Scientists have accurately measured the density of these faint galaxies for the first time and successfully confirmed that they are most abundantly populated during the reionization epoch. This also marks the first time the ionizing power of these galaxies has been measured, allowing astronomers to determine whether they produced enough energetic radiation to ionize the early universe.

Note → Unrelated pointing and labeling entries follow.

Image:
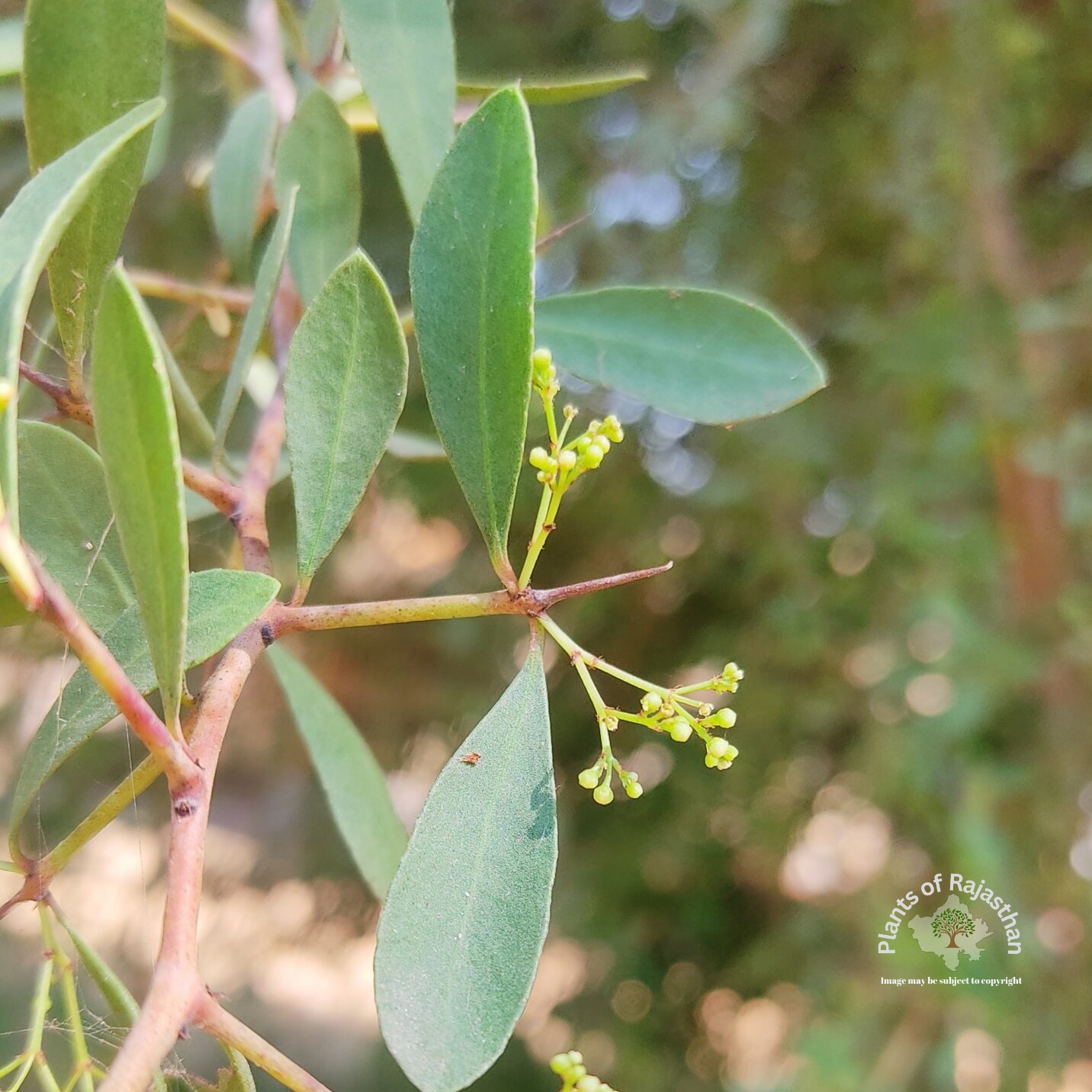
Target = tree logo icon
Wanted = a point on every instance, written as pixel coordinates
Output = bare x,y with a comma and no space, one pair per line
952,923
950,933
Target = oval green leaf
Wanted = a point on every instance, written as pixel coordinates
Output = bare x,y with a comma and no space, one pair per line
30,229
465,919
265,284
318,154
68,521
404,53
222,603
349,776
343,393
138,439
471,273
697,354
84,65
559,88
239,171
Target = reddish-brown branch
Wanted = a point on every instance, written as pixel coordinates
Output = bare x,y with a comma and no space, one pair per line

“NIRSpec’s incredible sensitivity, combined with the gravitational enhancement provided by Abell 2744, allowed us to identify and study in detail these galaxies from the first billion years of the universe, despite being 100 times fainter than the Milky Way.” Atek continued.

In Webb’s upcoming GLIMPSE observing program, scientists will obtain the deepest observations of the sky. By targeting another galaxy cluster called Abell S1063, even fainter reionization period galaxies will be identified to test whether this population represents a large-scale galaxy distribution.

Since these new results are based on observations from a single region, the team notes that the ionizing properties of faint galaxies may manifest differently if they are in extremely dense regions. Therefore, additional observations in an independent field will provide more information to help test these findings.

GLIMPSE observations will also help astronomers explore the period known as the Cosmic Dawn, when the universe was only a few million years old, and advance our understanding of the formation of the first galaxies.